That’s where we came in.
Our role: orchestration, not solo work
We weren’t the only ones doing the remediation. SH Hotels has its own developers and works with outside design agencies, and the visual design and front-end work lived with those teams. Our job was to orchestrate the audit. We ran the testing, wrote findings up so devs could act on them right away, sat between the engineering, design, and legal teams, and made sure nothing fell through the cracks across the dozens of templates and components on the site.
In practice that meant running axe and Lighthouse on a schedule, manual passes with NVDA and VoiceOver, threads with the dev leads to triage what was a one-line ARIA fix versus rebuilding a whole component, and check-ins with their legal team so there was a paper trail of what got fixed.
The Results
Across the engagement we:
- ran the initial WCAG 2.1 AA audit and sorted findings by legal risk, user impact, and quick wins
- continue to do compliance reviews after every major template release
- work with the dev team and legal counsel to keep the remediation log up to date
- keep finding problem areas that pass automated scans but fail real assistive-technology testing, which is where most of the real problems are
The process
Auditing a hotel site is more tedious than it sounds.
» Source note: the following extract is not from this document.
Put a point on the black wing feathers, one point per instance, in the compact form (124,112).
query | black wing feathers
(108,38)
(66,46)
Booking flows are heavily interactive, the photography does most of the brand work, and every property has its own template. We use a combination of tools depending on what the site is built on. Other fixes that came out of the work:
- images and assets got proper alt text so users with low vision or screen readers get the same context everyone else does
- form labels and required-field indicators were rebuilt to announce correctly in assistive tools
- the “Book Now” reservation widget was reworked so it can be operated entirely by keyboard, and the date picker isn’t a dead end for screen reader users anymore
- property photography got new captions so guests can compare rooms and amenities without sight
Why this is ongoing
ADA compliance isn’t something you fix once. New properties launch, content gets refreshed, the dev team ships new components, and assistive tech itself keeps changing on iOS, macOS, Windows, and Android. So we run regular re-audits with SH Hotels and keep the issue log alive, which means problems usually get caught in QA instead of after a guest hits a dead end or a demand letter shows up.